Practicing Mindfulness

Mindfulness is all the rage right now, and rightly so—because so many of us are in survival mode as we deal with the pandemic and lifestyle changes that we never saw coming, and the antidote to survival mode is mindfulness! 

Mindfulness is the practice of being in a state of nonjudgmental awareness of the present moment, including awareness of what is happening with your own thoughts, feelings, and sensations. It’s paying attention to what is happening around and within you. Just this simple act, paying mindful attention, has been linked to improvements to physical health—reduced heart disease, lower blood pressure, reduction in chronic pain, alleviated gastrointestinal issues, improved memory and focus, and relieved stress. It also has numerous benefits for mental health and well-being: greater life satisfaction, improved capacity to handle adversity, less rumination and worry, better self-esteem, ability to savor positive experiences, and more satisfaction in relationships. 

Mindfulness works on several levels: the brain, the body, and on how we react to things. At the brain level, practicing focus on the present moment creates stronger pathways for attention and focus, and gives your brain a task to do that interrupts your worried or negative thought patterns. On the body level, practicing relaxed and intentional breathing soothes the vagus nerve, which engages your parasympathetic nervous system to calm your whole body and allow for rest and relaxation. And both the brain and body parts of mindfulness create greater ability to respond to things from a calmer state, rather than reacting out of emotion or alarm.

If you’re sold and want to try a short mindfulness practice, adjust yourself to sit comfortably wherever you are, and start by noticing things around you using your five senses. What do you see? What lights, colors, textures are around you? Let your eyes rest on several things around you. What sounds do you hear? Allow yourself to hear any loud or subtle noises. Do you smell anything? What does the air feel like on your skin? What do you taste, if anything?

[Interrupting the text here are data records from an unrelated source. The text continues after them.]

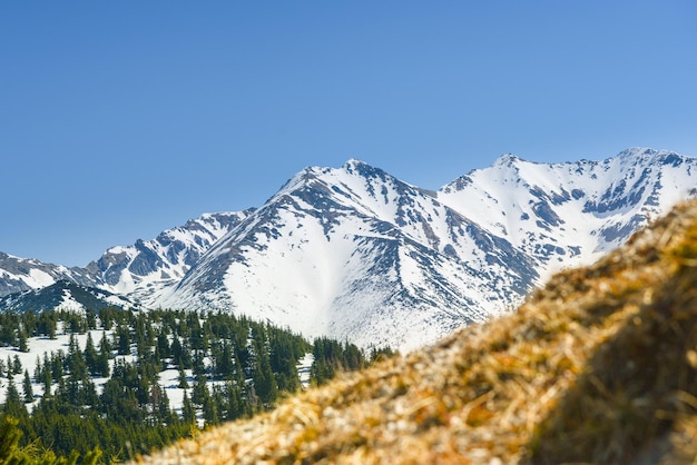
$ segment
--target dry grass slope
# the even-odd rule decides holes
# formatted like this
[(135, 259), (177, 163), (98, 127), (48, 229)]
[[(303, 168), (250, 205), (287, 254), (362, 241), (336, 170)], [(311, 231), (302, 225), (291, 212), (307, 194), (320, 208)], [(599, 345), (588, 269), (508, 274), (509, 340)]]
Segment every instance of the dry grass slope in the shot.
[(697, 202), (516, 314), (346, 375), (158, 464), (697, 463)]

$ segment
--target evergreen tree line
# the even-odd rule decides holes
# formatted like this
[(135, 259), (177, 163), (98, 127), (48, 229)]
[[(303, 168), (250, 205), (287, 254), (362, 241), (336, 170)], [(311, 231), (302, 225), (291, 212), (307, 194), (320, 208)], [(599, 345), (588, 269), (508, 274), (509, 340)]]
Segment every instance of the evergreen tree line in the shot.
[[(268, 410), (301, 388), (297, 364), (307, 353), (314, 356), (313, 385), (392, 354), (373, 350), (366, 358), (348, 343), (310, 344), (287, 329), (224, 313), (0, 314), (0, 345), (20, 352), (29, 350), (30, 337), (63, 333), (70, 335), (67, 350), (37, 354), (33, 373), (22, 369), (17, 356), (0, 360), (0, 377), (7, 377), (0, 419), (21, 432), (17, 447), (85, 461), (132, 458), (202, 425)], [(81, 348), (76, 335), (86, 333)], [(92, 334), (100, 334), (98, 340)], [(178, 370), (184, 400), (177, 410), (159, 383), (165, 369)], [(20, 374), (21, 394), (14, 383)]]

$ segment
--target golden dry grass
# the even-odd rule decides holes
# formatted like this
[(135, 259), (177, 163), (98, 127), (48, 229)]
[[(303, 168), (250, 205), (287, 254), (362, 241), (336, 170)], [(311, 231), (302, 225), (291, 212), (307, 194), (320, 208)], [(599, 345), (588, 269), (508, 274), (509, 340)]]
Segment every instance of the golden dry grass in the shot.
[(513, 315), (341, 376), (157, 464), (691, 464), (697, 202)]

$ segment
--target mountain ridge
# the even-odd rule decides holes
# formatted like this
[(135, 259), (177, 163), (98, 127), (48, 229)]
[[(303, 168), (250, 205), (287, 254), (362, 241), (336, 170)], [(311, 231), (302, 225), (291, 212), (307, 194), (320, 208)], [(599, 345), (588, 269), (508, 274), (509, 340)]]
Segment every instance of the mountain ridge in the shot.
[(691, 464), (697, 202), (514, 314), (137, 464)]
[[(509, 154), (433, 191), (350, 159), (305, 168), (257, 209), (200, 217), (70, 273), (146, 307), (411, 349), (510, 311), (554, 271), (621, 245), (695, 195), (695, 169), (645, 148), (565, 164)], [(0, 270), (0, 289), (19, 279), (1, 257)]]

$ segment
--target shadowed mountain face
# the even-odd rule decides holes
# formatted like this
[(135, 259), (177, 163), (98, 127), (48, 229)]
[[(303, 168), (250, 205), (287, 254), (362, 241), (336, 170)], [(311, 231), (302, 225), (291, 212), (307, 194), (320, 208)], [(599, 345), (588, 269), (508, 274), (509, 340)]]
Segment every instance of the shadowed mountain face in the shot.
[(431, 191), (350, 160), (303, 170), (256, 210), (205, 215), (85, 269), (0, 256), (0, 289), (68, 279), (144, 307), (412, 349), (624, 244), (694, 195), (696, 167), (651, 149), (557, 165), (504, 156)]
[(139, 463), (691, 464), (697, 202), (519, 310)]

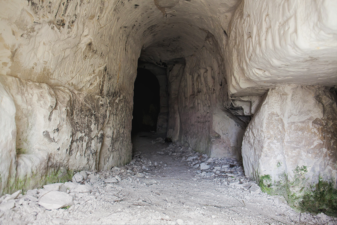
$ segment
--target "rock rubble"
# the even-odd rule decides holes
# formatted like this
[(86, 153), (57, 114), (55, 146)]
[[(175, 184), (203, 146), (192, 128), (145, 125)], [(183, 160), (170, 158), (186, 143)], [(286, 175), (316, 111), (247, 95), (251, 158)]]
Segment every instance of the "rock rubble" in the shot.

Then turn your attention to your breathing. Notice your inhales and exhales. Relax any judgments you have about how you are feeling or what your breathing is like, and just allow it to be. Rest a hand on your chest and feel the weight of it. Notice what happens when you breathe in and out with your hand there. Sit in this state of gentle awareness for as long as you’d like. You are practicing mindfulness!

Engaging in a practice like this daily can move you toward some of the benefits above in your physical health as well as your mental health. The longer you practice, the more benefits you’ll experience and the easier it gets!